• Entretien: François Troukens - Tueurs

    Par Michel Decoux-Derycke - François Troukens est, entre autres, scénariste et réalisateur. Sa particularité, c'est qu'il a été une des figures du grand banditisme en Belgique dans les années 1990. En 2015, il a écrit et réalisé le court métrage "Caïds". Cette année, son premier long sort en salles. Il a également publié "Armé de résilience" et "Forban", une BD avec des dessins de Bardet.
    Je l'ai rencontré à Bruxelles pour lui poser quelques questions.

    Pourquoi "Tueurs" ?

    Parce que, depuis je suis tout jeune, j'écris, j'avais envie de réaliser. Je suis passionné de cinéma. Un jour, j'ai décidé de changer ma vie, j'ai commencé à écrire un scénario en me disant qu'est-ce qui pourrait fonctionner au cinéma. Une histoire forte, une histoire qui passionne les gens avec un fond. Je ne veux pas faire des films d'action, pour moi un film d'action, c'est "Le Transporteur", "Fast and Furious", des films comme ça mais qui n'ont pas de fond. Ce qui m'intéresse, c'est le film de Roskam comme "Tête de boeuf" où on a un fond trafic d'hormones, de l'action et l'histoire forte d'un personnage. Une petite histoire dans une grande histoire. C'est ça que je voulais raconter.

    Vous auriez pu faire un film tiré de votre propre histoire ?

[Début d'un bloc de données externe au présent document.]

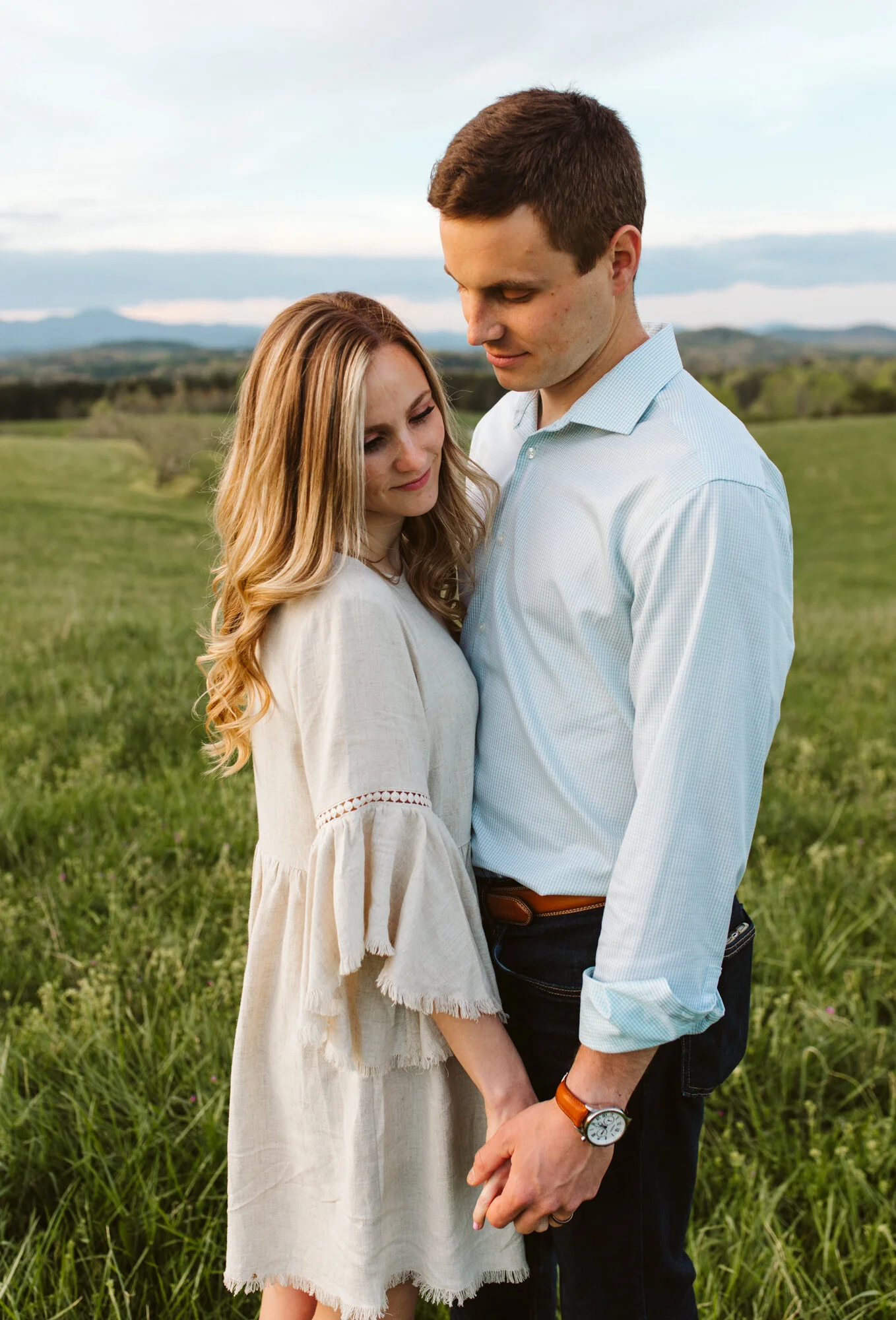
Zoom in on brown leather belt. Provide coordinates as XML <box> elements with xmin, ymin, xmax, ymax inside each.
<box><xmin>482</xmin><ymin>878</ymin><xmax>607</xmax><ymax>925</ymax></box>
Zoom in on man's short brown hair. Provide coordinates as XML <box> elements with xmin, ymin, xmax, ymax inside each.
<box><xmin>429</xmin><ymin>87</ymin><xmax>645</xmax><ymax>275</ymax></box>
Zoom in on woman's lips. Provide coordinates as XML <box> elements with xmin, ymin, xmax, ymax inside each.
<box><xmin>399</xmin><ymin>467</ymin><xmax>433</xmax><ymax>491</ymax></box>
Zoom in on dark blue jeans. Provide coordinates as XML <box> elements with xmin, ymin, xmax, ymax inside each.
<box><xmin>451</xmin><ymin>899</ymin><xmax>753</xmax><ymax>1320</ymax></box>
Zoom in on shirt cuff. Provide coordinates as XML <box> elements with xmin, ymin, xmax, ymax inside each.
<box><xmin>579</xmin><ymin>968</ymin><xmax>724</xmax><ymax>1055</ymax></box>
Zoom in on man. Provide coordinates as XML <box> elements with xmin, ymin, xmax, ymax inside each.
<box><xmin>429</xmin><ymin>88</ymin><xmax>793</xmax><ymax>1320</ymax></box>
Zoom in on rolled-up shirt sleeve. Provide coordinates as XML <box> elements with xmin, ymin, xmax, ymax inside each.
<box><xmin>579</xmin><ymin>479</ymin><xmax>793</xmax><ymax>1053</ymax></box>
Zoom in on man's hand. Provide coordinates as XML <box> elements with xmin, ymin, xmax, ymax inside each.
<box><xmin>467</xmin><ymin>1100</ymin><xmax>612</xmax><ymax>1233</ymax></box>
<box><xmin>467</xmin><ymin>1045</ymin><xmax>656</xmax><ymax>1233</ymax></box>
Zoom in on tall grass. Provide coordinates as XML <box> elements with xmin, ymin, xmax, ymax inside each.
<box><xmin>0</xmin><ymin>418</ymin><xmax>896</xmax><ymax>1320</ymax></box>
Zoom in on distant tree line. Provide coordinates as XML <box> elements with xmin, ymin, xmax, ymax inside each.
<box><xmin>0</xmin><ymin>366</ymin><xmax>504</xmax><ymax>421</ymax></box>
<box><xmin>701</xmin><ymin>358</ymin><xmax>896</xmax><ymax>421</ymax></box>
<box><xmin>0</xmin><ymin>354</ymin><xmax>896</xmax><ymax>421</ymax></box>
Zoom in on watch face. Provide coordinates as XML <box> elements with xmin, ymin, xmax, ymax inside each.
<box><xmin>585</xmin><ymin>1109</ymin><xmax>625</xmax><ymax>1146</ymax></box>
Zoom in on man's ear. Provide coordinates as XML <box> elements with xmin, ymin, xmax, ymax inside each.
<box><xmin>608</xmin><ymin>224</ymin><xmax>641</xmax><ymax>296</ymax></box>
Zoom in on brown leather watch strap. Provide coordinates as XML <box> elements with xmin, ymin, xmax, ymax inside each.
<box><xmin>554</xmin><ymin>1077</ymin><xmax>590</xmax><ymax>1131</ymax></box>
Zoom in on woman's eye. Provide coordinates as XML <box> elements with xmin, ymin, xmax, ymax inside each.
<box><xmin>409</xmin><ymin>404</ymin><xmax>435</xmax><ymax>426</ymax></box>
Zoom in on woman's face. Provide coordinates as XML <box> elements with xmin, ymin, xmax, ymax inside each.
<box><xmin>364</xmin><ymin>343</ymin><xmax>445</xmax><ymax>524</ymax></box>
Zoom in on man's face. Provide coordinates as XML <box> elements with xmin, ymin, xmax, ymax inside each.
<box><xmin>439</xmin><ymin>206</ymin><xmax>640</xmax><ymax>389</ymax></box>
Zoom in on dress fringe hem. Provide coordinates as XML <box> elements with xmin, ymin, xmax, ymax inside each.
<box><xmin>224</xmin><ymin>1266</ymin><xmax>529</xmax><ymax>1320</ymax></box>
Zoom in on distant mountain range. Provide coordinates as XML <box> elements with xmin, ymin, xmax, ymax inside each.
<box><xmin>0</xmin><ymin>309</ymin><xmax>478</xmax><ymax>356</ymax></box>
<box><xmin>0</xmin><ymin>232</ymin><xmax>896</xmax><ymax>312</ymax></box>
<box><xmin>0</xmin><ymin>312</ymin><xmax>896</xmax><ymax>380</ymax></box>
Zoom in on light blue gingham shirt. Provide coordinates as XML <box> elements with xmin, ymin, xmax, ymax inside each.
<box><xmin>463</xmin><ymin>326</ymin><xmax>793</xmax><ymax>1052</ymax></box>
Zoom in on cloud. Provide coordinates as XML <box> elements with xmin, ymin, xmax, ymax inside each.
<box><xmin>0</xmin><ymin>0</ymin><xmax>896</xmax><ymax>253</ymax></box>
<box><xmin>637</xmin><ymin>281</ymin><xmax>896</xmax><ymax>330</ymax></box>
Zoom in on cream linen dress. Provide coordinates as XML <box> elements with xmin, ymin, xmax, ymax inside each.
<box><xmin>224</xmin><ymin>557</ymin><xmax>527</xmax><ymax>1320</ymax></box>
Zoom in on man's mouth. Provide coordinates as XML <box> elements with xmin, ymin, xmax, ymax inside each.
<box><xmin>486</xmin><ymin>345</ymin><xmax>529</xmax><ymax>367</ymax></box>
<box><xmin>396</xmin><ymin>467</ymin><xmax>433</xmax><ymax>491</ymax></box>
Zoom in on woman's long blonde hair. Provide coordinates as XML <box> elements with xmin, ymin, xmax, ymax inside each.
<box><xmin>198</xmin><ymin>293</ymin><xmax>496</xmax><ymax>775</ymax></box>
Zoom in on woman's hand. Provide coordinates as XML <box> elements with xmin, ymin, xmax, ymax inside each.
<box><xmin>433</xmin><ymin>1012</ymin><xmax>537</xmax><ymax>1229</ymax></box>
<box><xmin>472</xmin><ymin>1082</ymin><xmax>537</xmax><ymax>1229</ymax></box>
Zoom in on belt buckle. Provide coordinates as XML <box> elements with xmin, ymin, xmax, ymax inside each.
<box><xmin>484</xmin><ymin>884</ymin><xmax>534</xmax><ymax>925</ymax></box>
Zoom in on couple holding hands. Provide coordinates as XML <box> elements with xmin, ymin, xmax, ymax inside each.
<box><xmin>203</xmin><ymin>88</ymin><xmax>793</xmax><ymax>1320</ymax></box>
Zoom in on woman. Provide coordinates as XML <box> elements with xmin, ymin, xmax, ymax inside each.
<box><xmin>202</xmin><ymin>293</ymin><xmax>534</xmax><ymax>1320</ymax></box>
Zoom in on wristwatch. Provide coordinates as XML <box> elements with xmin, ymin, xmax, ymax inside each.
<box><xmin>554</xmin><ymin>1074</ymin><xmax>631</xmax><ymax>1146</ymax></box>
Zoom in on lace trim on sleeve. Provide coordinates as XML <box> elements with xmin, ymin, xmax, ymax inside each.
<box><xmin>314</xmin><ymin>788</ymin><xmax>433</xmax><ymax>829</ymax></box>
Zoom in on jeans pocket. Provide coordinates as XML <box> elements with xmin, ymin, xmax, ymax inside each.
<box><xmin>681</xmin><ymin>899</ymin><xmax>756</xmax><ymax>1096</ymax></box>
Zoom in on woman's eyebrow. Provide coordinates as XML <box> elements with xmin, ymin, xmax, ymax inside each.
<box><xmin>364</xmin><ymin>385</ymin><xmax>432</xmax><ymax>434</ymax></box>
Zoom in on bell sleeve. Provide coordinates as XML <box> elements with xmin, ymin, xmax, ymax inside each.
<box><xmin>289</xmin><ymin>581</ymin><xmax>501</xmax><ymax>1072</ymax></box>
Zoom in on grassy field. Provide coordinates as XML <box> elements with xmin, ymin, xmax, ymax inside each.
<box><xmin>0</xmin><ymin>418</ymin><xmax>896</xmax><ymax>1320</ymax></box>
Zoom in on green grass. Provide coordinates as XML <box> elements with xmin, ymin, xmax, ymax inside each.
<box><xmin>0</xmin><ymin>418</ymin><xmax>896</xmax><ymax>1320</ymax></box>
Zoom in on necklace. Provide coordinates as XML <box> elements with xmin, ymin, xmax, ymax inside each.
<box><xmin>364</xmin><ymin>560</ymin><xmax>401</xmax><ymax>586</ymax></box>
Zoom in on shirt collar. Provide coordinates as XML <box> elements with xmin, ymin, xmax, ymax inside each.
<box><xmin>513</xmin><ymin>325</ymin><xmax>682</xmax><ymax>436</ymax></box>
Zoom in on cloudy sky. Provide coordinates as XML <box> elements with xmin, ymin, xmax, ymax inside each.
<box><xmin>0</xmin><ymin>0</ymin><xmax>896</xmax><ymax>329</ymax></box>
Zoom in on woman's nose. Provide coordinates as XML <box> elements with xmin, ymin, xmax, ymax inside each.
<box><xmin>395</xmin><ymin>436</ymin><xmax>426</xmax><ymax>473</ymax></box>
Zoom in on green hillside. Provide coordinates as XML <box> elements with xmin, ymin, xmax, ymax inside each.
<box><xmin>0</xmin><ymin>417</ymin><xmax>896</xmax><ymax>1320</ymax></box>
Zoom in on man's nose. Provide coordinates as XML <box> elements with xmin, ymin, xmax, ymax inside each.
<box><xmin>462</xmin><ymin>294</ymin><xmax>504</xmax><ymax>347</ymax></box>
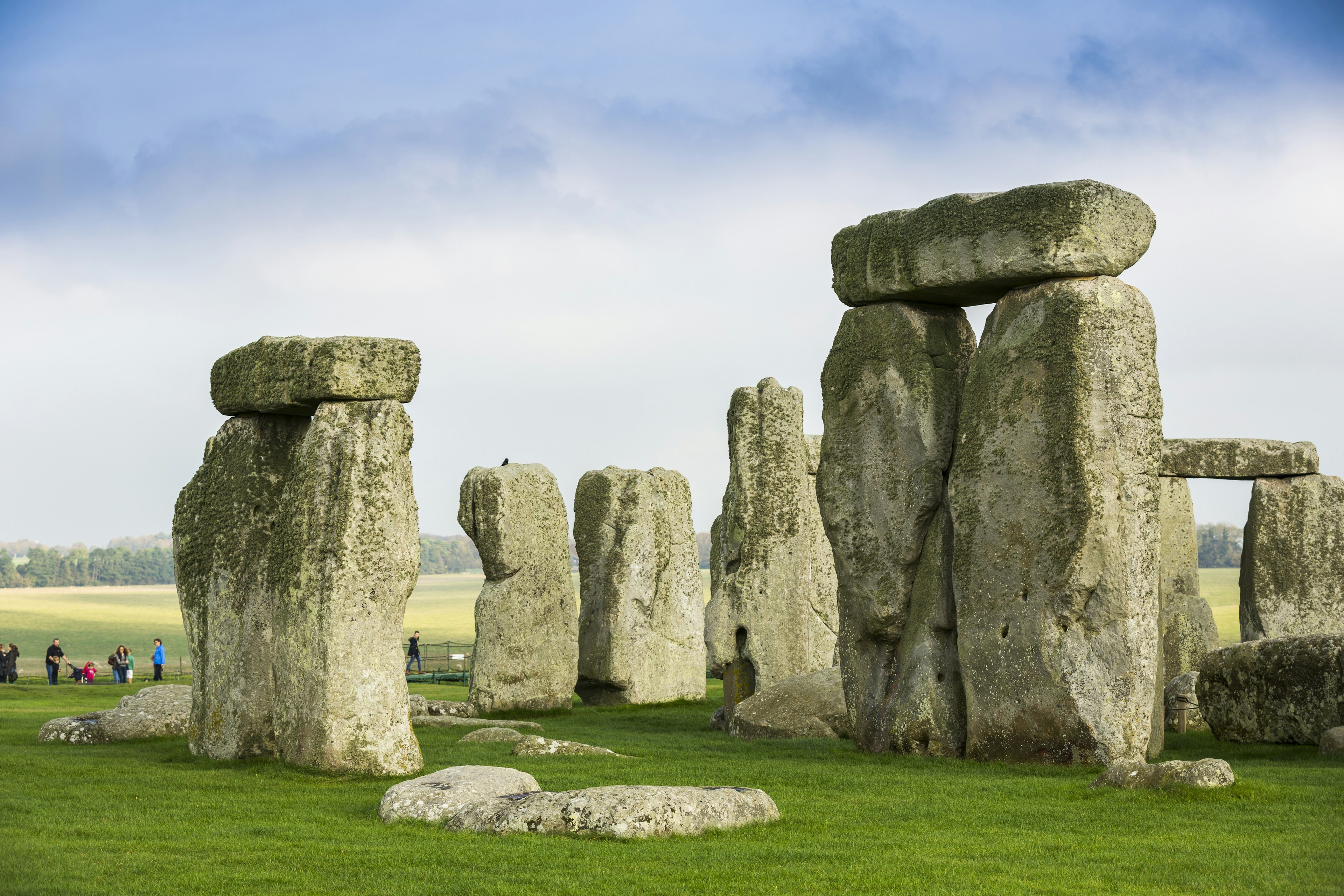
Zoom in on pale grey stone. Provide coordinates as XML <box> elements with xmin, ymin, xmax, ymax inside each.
<box><xmin>704</xmin><ymin>379</ymin><xmax>837</xmax><ymax>689</ymax></box>
<box><xmin>949</xmin><ymin>277</ymin><xmax>1163</xmax><ymax>764</ymax></box>
<box><xmin>267</xmin><ymin>400</ymin><xmax>424</xmax><ymax>775</ymax></box>
<box><xmin>411</xmin><ymin>716</ymin><xmax>546</xmax><ymax>731</ymax></box>
<box><xmin>457</xmin><ymin>728</ymin><xmax>527</xmax><ymax>744</ymax></box>
<box><xmin>378</xmin><ymin>766</ymin><xmax>540</xmax><ymax>824</ymax></box>
<box><xmin>1195</xmin><ymin>634</ymin><xmax>1344</xmax><ymax>744</ymax></box>
<box><xmin>831</xmin><ymin>180</ymin><xmax>1157</xmax><ymax>306</ymax></box>
<box><xmin>1161</xmin><ymin>439</ymin><xmax>1321</xmax><ymax>479</ymax></box>
<box><xmin>728</xmin><ymin>668</ymin><xmax>853</xmax><ymax>740</ymax></box>
<box><xmin>817</xmin><ymin>302</ymin><xmax>976</xmax><ymax>756</ymax></box>
<box><xmin>1239</xmin><ymin>476</ymin><xmax>1344</xmax><ymax>641</ymax></box>
<box><xmin>172</xmin><ymin>414</ymin><xmax>309</xmax><ymax>759</ymax></box>
<box><xmin>445</xmin><ymin>784</ymin><xmax>779</xmax><ymax>840</ymax></box>
<box><xmin>574</xmin><ymin>466</ymin><xmax>706</xmax><ymax>707</ymax></box>
<box><xmin>1088</xmin><ymin>759</ymin><xmax>1237</xmax><ymax>790</ymax></box>
<box><xmin>513</xmin><ymin>736</ymin><xmax>629</xmax><ymax>759</ymax></box>
<box><xmin>38</xmin><ymin>685</ymin><xmax>191</xmax><ymax>744</ymax></box>
<box><xmin>210</xmin><ymin>336</ymin><xmax>419</xmax><ymax>416</ymax></box>
<box><xmin>457</xmin><ymin>463</ymin><xmax>579</xmax><ymax>713</ymax></box>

    Oui, les spectateurs auraient sans doute bien aimé mais je pense qu'on m'aurait jugé sur ma vie pas sur mon travail. Ici, le fait de raconter une histoire originale, de ne pas raconter ma vie fait que c'est mon envie de cinéma qui passe d'abord. L'histoire du film est tout de même inspiré de ce j'ai vécu, des choses que j'ai connues, c'est le cas de tous les cinéastes. Un biopic, peut-être un jour.

    François Troukens (c) Busilook.com

    Il y a une scène de braquage assez étourdissante, d'où vient l'idée ?

    Le braquage avec le camion comme bélier, je l'ai faite plusieurs fois dans la réalité, avec le câble comme dans le film, jamais. Mais j'avais pensé à le faire (rires).

    Vous racontez le monde carcéral comme on l'a rarement vu ?

    Forcément, je le connais bien. Je le raconte presque comme un docu. Les bruits, la musique qui va à fond, la difficulté de se concentrer, de vivre dans un univers spécial.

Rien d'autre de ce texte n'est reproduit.